Sekedar berbagi pengalaman keluarga saya, mbah. Ketika kami menghadapi kenyataan putri yang punya kelainan organ vital, hal itu menjadi pukulan yang berat bagi saya sebagai kepala keluarga terutama sang istri. Nah, akhirnya saya sadar kalau saya sendiri sebagai kepala keluarga depresi, istri saya bisa ikut depresi dan keluarga saya hancur.
Saya sadar, bahwa kuncinya ada pada ayah yang peduli dan mau mengambil resiko apapun demi utuhnya keluarga. Maka segala pekerjaan saya tinggalkan dan fokus merawat putri kami. Hingga akhirnya putri kami meninggal, ternyata belum berakhir ancaman depresi tersebut, terutama bagi istri.
Justru ini penentuan, keluarga saya di ujung tanduk karena saya sendiri kolaps, depresi dan tanpa kesibukan, ini bahaya. Saya pun berusaha mengobati diri sendiri dari kesedihan dan depresi dengan belajar hal baru dan bertemu orang baru. Saya belajar tentang kopi dan dunia kuliner. Dan ternyata bagi saya itu efektif karena membuka pikiran saya kepada perspektif baru. Kemudian pengalaman baru itu saya obrolkan dengan istri dan alhamdulillah nyambung, hingga jadi terapi tersendiri bagi saya dan keluarga untuk mengatasi depresi. Semua itu saya lakukan agar saya sebagai kepala keluarga itu tetap waras. Dengan kewarasan diri yang terjaga, saya mampu merawat keluarga saya dari jurang depresi.

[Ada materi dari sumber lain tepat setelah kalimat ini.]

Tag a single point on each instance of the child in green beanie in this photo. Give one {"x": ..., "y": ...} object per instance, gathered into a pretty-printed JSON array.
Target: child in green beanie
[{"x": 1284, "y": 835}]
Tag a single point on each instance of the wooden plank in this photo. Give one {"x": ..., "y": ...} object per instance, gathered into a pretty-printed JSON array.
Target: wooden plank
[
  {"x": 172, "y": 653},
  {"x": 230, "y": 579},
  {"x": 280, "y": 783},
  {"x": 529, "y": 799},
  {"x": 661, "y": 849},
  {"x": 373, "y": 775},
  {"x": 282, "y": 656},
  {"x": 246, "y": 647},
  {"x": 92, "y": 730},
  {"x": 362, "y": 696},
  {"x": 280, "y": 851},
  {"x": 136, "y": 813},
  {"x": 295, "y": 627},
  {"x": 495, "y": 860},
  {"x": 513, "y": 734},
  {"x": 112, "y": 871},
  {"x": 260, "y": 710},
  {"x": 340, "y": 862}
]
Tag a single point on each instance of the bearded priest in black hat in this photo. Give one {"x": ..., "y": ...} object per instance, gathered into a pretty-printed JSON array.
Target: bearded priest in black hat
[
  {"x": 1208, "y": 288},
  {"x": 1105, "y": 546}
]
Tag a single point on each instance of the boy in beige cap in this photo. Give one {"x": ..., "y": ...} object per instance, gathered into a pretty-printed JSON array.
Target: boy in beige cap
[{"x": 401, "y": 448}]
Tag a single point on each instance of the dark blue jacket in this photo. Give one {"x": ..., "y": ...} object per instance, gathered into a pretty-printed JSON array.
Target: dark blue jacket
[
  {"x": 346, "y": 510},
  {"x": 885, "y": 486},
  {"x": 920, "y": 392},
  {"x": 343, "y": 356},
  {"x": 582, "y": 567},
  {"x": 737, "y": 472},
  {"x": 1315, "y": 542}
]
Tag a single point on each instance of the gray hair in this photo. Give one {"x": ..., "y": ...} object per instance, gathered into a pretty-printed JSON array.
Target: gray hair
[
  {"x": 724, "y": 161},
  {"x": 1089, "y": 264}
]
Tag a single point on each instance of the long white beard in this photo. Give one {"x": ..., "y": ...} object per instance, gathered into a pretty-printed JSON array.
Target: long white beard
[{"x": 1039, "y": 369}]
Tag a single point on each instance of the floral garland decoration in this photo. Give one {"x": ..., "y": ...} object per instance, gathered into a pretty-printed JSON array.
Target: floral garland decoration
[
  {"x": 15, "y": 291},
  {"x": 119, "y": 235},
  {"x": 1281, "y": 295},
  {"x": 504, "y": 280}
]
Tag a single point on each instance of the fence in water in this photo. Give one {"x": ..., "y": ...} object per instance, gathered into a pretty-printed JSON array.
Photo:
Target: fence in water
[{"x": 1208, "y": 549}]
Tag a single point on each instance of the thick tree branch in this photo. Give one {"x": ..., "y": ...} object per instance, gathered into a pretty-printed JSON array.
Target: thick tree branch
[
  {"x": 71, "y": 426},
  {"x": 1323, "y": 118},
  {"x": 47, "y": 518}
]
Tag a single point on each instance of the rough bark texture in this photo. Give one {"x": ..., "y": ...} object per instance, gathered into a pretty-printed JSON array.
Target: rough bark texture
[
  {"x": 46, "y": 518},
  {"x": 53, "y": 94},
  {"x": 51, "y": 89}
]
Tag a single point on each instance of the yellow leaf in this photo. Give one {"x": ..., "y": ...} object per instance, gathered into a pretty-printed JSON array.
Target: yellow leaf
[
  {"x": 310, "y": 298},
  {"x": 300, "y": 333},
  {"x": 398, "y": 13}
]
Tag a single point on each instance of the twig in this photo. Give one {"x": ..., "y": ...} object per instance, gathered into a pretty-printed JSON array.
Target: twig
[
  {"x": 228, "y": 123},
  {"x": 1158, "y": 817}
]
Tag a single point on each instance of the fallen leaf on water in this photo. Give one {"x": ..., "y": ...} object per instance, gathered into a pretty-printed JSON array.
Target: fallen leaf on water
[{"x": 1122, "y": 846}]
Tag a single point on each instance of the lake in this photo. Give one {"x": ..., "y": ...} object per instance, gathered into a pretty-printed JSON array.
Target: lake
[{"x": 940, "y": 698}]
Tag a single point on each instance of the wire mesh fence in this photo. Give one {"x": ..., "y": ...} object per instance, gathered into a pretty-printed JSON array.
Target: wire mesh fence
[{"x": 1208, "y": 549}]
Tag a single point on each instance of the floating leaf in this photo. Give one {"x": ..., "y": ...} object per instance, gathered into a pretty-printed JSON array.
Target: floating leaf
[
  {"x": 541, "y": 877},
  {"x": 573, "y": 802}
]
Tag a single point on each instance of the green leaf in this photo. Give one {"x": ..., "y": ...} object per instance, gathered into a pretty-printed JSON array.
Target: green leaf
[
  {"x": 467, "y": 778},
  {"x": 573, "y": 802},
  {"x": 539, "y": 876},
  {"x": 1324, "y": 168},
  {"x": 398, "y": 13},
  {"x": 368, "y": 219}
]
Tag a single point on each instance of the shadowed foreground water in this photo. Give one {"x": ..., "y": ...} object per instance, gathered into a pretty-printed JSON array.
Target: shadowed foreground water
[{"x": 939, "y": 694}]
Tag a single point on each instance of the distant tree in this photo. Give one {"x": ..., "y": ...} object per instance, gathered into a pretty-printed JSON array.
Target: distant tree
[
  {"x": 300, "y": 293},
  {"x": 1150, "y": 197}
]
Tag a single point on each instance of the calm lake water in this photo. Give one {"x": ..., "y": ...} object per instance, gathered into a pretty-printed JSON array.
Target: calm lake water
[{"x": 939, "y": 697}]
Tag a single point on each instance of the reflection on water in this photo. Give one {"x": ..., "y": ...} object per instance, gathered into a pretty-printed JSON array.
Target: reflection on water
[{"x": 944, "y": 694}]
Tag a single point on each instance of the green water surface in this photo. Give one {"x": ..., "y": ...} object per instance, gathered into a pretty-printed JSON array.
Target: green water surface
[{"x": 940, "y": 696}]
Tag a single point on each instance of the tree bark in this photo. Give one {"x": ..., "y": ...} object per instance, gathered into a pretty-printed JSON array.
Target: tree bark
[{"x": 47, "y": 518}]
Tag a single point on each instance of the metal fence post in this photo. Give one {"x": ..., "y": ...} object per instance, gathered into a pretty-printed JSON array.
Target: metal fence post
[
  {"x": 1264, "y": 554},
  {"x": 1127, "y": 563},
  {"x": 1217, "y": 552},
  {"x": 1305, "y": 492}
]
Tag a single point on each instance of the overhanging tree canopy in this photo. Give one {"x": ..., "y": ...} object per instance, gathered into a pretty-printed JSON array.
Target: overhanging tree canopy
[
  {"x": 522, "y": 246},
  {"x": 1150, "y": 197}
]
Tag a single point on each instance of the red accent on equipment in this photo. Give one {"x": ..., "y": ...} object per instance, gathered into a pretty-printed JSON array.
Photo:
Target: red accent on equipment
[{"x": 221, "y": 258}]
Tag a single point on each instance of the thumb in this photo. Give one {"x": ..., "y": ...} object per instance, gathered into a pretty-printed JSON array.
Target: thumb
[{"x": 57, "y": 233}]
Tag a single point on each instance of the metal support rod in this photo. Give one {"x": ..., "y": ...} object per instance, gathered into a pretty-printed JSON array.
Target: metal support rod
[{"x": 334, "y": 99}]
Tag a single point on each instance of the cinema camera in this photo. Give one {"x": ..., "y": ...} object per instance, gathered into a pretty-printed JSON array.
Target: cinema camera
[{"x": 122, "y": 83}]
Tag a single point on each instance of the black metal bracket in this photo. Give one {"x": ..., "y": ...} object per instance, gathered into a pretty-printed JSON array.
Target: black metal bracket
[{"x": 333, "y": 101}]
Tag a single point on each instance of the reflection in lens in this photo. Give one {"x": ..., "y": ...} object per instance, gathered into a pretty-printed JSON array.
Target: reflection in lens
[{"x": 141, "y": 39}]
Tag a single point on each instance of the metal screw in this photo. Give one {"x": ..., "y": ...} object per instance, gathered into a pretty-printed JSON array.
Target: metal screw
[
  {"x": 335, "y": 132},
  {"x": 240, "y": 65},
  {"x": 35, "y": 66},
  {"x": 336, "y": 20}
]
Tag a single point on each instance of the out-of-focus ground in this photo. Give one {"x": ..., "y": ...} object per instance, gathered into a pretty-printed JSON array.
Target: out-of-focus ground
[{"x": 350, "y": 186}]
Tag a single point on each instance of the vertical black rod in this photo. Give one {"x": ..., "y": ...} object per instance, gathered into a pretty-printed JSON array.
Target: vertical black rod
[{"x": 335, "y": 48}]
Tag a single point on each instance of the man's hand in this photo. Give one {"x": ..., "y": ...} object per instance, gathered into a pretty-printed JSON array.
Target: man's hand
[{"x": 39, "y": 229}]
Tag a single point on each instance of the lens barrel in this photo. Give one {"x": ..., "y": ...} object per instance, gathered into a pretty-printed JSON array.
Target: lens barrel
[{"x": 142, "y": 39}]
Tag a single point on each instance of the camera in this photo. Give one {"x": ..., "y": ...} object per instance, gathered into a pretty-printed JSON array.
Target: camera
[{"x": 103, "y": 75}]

Walaupun hingga kini ancaman itu belum usai, namun setidaknya keluarga kami bisa menatap masa depan lagi tanpa meratapi yang sudah-sudah. Visi misi berumah tangga kembali pada jalurnya, istri saya pun mampu melewati masa depresi. Kenangan putri kami itu akhirnya tetap kami kenang, namun kami anggap sebagai rahmat tak terhingga dari Gusti Allah, bukan sebagai nasib buruk.
Jadi intinya jangan pernah kita menekan penderita mental illness, mbah, namun justru kita yang ada di sekitarnya harus mau berubah bila memang simpati dan ingin penderita itu sembuh. Selalu belajar hal baru, bertemu orang baru, ngobrol tentang pengalaman baru itu dengan penderita, banyak sabar dan terus mendoakan si penderita, itu yang saya lakukan untuk menjaga mental keluarga saya.
Sekarang, setiap menyeduh kopi, selalu teringat masa itu dan bersyukur masih diberi kewarasan bagi saya terutama bagi istri saya. Untuk Mawlie Syarifah Ali, Al Faatihah.